The Treasury yesterday remained guarded on the size oand tenor of a sovereign green bond it will be issuing to fund climate change-aligned projects in the financial year starting July.
Principal secretary Kamau Thugge though said Kenya will be looking to become the second country in Africa to raise cash from investors to finance environmentally friendly projects.
Kenya needs about Sh2.4 trillion to support green economy activities in areas such as afforestation, renewable energy and public transport, a forum on development of green bond market heard in Nairobi Thursday.
Nigeria last December became the first country in the continent to tap into globally popular instruments, raising $30 million (Sh3.03 billion) to fund renewable energy and afforestation projects.
Climate Bond Initiatives data show the size of global green bond market nearly doubled last year to $155 billion (Sh15.66 trillion) from about $87.2 billion (Sh8.81 trillion) in 2016, as countries race to mitigate global warming in line with the Paris Agreement of December 2015.
Proceeds from such issues go into supporting projects which promote environmental conservation in sectors such as energy, agriculture, waste management, water, transport and public transport.
Dr Thugge said proceeds from the proposed green bond issue will partly help offset the projected Sh282.5 billion external financing for the Sh562.7 billion budget deficit next financial year, projected at Sh2.53 trillion.
“This will be part of external financing.

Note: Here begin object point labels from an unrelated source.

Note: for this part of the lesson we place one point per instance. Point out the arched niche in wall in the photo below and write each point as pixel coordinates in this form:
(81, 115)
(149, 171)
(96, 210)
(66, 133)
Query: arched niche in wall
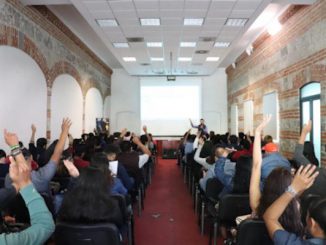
(23, 94)
(213, 120)
(66, 101)
(93, 109)
(126, 119)
(107, 104)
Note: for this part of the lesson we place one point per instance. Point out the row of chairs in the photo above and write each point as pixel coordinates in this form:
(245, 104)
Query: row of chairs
(216, 213)
(101, 233)
(107, 233)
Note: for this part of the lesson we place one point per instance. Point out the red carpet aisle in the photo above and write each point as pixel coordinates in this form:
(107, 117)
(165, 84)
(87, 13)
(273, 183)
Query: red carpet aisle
(168, 217)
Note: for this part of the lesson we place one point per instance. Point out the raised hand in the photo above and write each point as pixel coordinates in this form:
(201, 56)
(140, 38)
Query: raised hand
(19, 172)
(11, 138)
(201, 141)
(136, 140)
(65, 126)
(72, 170)
(304, 178)
(307, 127)
(262, 125)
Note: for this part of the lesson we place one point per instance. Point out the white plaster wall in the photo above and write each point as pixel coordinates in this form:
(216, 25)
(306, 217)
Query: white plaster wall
(214, 101)
(22, 95)
(66, 101)
(125, 101)
(93, 109)
(107, 107)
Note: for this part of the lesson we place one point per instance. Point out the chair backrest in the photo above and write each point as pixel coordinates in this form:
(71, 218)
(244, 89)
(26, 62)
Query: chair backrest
(121, 201)
(241, 180)
(2, 182)
(253, 232)
(232, 206)
(213, 188)
(86, 234)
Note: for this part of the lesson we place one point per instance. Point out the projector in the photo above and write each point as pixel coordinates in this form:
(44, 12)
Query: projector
(170, 78)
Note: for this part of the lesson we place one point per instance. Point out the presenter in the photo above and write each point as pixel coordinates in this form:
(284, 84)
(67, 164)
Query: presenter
(201, 127)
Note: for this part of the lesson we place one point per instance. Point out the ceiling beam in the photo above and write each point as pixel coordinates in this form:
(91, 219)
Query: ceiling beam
(45, 2)
(297, 2)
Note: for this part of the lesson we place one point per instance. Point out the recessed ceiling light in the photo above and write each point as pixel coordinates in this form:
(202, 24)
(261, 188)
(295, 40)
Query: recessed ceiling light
(212, 58)
(106, 22)
(274, 27)
(192, 72)
(188, 44)
(157, 59)
(150, 22)
(201, 51)
(129, 59)
(185, 59)
(236, 22)
(154, 44)
(193, 22)
(221, 44)
(121, 45)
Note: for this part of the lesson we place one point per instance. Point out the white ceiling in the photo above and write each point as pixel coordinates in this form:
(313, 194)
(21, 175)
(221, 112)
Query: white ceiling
(171, 31)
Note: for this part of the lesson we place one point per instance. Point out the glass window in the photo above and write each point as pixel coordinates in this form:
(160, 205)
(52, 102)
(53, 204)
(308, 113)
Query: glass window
(310, 110)
(310, 89)
(270, 106)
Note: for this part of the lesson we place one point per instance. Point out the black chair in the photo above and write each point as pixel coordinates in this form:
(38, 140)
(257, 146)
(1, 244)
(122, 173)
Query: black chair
(210, 196)
(127, 217)
(90, 234)
(230, 207)
(241, 180)
(253, 232)
(2, 182)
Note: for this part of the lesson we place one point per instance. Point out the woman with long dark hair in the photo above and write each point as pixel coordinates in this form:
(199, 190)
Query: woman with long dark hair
(276, 184)
(89, 201)
(263, 195)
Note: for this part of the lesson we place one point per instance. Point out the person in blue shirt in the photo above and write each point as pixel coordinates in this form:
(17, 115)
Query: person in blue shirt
(272, 159)
(224, 170)
(201, 127)
(316, 218)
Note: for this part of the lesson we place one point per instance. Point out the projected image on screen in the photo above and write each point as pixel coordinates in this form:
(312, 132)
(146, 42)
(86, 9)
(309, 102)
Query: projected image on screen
(166, 109)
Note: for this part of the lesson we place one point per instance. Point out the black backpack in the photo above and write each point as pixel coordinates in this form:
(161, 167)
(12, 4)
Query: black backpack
(241, 181)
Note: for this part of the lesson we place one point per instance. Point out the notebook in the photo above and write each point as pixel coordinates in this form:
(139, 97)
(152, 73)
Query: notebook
(113, 166)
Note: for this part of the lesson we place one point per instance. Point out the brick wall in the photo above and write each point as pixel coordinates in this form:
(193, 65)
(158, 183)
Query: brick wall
(284, 63)
(40, 34)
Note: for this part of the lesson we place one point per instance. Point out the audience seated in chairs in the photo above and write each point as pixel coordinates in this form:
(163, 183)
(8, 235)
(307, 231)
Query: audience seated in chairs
(316, 218)
(42, 225)
(41, 178)
(111, 152)
(4, 166)
(263, 192)
(89, 201)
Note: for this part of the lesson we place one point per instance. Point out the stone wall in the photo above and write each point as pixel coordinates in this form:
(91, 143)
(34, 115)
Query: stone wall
(40, 34)
(284, 63)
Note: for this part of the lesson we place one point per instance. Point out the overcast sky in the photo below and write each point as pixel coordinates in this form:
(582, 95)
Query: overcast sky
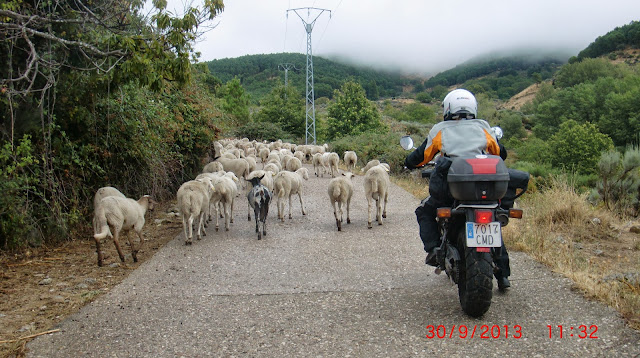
(419, 36)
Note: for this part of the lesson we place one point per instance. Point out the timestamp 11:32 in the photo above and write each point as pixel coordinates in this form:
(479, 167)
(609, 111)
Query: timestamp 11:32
(582, 331)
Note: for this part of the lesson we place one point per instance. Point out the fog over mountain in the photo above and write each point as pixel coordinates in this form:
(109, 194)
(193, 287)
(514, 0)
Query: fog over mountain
(413, 36)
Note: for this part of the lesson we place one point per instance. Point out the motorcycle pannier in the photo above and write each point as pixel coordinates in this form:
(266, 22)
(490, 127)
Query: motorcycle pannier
(482, 177)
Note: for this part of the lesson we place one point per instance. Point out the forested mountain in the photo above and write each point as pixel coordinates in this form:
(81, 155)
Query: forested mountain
(500, 76)
(259, 74)
(617, 39)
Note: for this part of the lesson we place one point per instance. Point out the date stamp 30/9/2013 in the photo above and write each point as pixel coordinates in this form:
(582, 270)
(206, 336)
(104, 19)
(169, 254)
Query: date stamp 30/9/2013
(508, 331)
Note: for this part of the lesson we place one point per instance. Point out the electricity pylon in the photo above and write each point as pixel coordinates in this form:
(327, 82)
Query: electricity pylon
(310, 120)
(286, 67)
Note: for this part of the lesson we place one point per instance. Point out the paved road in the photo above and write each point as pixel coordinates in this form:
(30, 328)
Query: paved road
(309, 290)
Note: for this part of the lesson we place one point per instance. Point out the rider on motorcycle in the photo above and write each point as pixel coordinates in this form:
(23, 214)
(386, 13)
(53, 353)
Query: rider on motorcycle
(460, 134)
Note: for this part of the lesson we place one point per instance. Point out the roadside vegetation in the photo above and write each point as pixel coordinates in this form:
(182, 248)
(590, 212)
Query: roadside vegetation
(136, 110)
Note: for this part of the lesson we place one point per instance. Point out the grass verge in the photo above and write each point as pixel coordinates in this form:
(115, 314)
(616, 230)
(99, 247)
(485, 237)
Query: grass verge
(598, 250)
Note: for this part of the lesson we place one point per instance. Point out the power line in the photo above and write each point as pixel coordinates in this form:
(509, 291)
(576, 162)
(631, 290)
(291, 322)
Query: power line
(310, 119)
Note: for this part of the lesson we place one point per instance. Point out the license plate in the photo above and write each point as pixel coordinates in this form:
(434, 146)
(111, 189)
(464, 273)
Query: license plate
(484, 235)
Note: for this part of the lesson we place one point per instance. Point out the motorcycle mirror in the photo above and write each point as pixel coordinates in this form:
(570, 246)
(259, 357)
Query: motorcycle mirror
(498, 132)
(406, 143)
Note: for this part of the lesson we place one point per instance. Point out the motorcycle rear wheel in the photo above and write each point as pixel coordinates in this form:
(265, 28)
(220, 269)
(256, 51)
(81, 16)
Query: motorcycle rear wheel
(475, 287)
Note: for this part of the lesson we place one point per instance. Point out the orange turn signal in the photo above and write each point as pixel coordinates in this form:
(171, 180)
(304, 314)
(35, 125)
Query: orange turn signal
(444, 212)
(515, 213)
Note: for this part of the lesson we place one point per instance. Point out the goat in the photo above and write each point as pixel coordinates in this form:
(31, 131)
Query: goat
(259, 198)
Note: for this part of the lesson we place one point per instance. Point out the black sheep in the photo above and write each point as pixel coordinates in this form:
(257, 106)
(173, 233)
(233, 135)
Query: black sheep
(259, 199)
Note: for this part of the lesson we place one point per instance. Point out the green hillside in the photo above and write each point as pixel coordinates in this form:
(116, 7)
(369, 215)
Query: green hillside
(259, 74)
(500, 76)
(617, 39)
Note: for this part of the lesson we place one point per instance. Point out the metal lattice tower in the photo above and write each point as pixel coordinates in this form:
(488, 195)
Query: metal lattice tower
(286, 67)
(310, 121)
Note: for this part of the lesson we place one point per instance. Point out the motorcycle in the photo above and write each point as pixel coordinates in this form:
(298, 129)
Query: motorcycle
(483, 191)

We would like to move as quickly as possible so that projects can be funded as quickly as possible. There are many projects in the budget. We will identify the green projects,” he said.

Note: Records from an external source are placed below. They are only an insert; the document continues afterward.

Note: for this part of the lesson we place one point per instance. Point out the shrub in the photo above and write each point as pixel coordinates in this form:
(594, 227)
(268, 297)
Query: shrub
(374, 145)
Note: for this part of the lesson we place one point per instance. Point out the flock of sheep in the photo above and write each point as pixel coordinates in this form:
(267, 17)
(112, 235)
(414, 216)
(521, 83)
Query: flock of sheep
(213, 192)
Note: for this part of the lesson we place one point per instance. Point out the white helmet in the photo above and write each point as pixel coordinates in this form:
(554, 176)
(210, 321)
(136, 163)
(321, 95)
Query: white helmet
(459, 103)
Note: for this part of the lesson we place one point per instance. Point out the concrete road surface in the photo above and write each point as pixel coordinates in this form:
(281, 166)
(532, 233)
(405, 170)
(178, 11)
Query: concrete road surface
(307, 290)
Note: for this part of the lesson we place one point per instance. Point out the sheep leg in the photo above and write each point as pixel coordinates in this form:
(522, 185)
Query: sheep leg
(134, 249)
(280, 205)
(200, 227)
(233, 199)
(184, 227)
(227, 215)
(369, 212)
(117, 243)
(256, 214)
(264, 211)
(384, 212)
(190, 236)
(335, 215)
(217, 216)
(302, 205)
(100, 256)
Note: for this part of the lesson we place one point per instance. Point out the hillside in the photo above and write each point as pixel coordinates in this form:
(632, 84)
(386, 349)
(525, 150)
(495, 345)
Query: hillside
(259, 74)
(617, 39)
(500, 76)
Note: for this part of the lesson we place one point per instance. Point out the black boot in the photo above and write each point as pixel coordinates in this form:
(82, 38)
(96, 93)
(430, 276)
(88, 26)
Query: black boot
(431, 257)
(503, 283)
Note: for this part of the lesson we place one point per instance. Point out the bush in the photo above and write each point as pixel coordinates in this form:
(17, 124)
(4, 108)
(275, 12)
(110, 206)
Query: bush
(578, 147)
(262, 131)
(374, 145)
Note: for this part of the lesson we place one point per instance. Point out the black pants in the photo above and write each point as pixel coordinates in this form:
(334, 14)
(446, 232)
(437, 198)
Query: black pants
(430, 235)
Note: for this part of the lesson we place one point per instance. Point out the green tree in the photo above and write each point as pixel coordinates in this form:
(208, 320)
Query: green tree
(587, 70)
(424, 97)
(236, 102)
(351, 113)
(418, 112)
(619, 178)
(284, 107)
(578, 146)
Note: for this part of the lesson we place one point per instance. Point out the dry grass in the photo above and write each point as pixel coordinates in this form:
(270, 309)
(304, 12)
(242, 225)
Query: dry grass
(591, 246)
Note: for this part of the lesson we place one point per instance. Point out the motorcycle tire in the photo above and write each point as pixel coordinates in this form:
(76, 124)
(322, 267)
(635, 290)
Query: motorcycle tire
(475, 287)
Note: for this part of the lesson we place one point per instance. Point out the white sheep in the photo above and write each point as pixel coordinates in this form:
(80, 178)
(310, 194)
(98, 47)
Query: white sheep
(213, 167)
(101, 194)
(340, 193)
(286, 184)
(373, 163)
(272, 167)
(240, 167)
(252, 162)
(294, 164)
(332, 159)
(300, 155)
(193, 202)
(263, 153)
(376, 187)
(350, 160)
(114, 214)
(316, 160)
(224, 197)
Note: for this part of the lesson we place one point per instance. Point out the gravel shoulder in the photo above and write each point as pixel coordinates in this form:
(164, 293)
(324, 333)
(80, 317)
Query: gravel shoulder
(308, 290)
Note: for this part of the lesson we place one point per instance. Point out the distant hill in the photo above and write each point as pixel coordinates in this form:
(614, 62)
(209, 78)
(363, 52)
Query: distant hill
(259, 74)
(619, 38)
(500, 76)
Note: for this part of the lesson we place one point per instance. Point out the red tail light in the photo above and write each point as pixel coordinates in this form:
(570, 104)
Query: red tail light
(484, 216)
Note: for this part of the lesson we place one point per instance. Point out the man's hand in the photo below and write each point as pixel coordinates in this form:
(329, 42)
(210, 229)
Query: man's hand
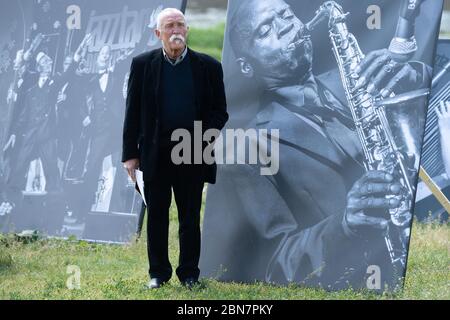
(11, 142)
(443, 113)
(381, 73)
(131, 165)
(369, 193)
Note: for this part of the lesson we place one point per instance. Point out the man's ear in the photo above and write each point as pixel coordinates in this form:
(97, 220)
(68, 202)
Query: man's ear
(245, 67)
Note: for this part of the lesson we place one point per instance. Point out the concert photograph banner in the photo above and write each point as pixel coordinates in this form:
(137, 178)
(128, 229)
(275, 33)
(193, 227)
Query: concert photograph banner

Central Bank of Kenya governor Patrick Njoroge said the bank was looking at tax exemptions for green bonds in partnership with the Treasury to encourage uptake.
Floods and drought linked to effects of climate change are wiping out 5.5 per cent of Kenya’s gross domestic product (GDP) after every seven years, Dr Njoroge said, echoing CMA chief executive Paul Muthaura and Kenya Bankers Association vice chair John Gachora.
“Floods and drought are our problem. If we don’t do the right thing right now, it will come back to bite us. When that time comes, it will put us in a disorderly way,” Dr Njoroge said.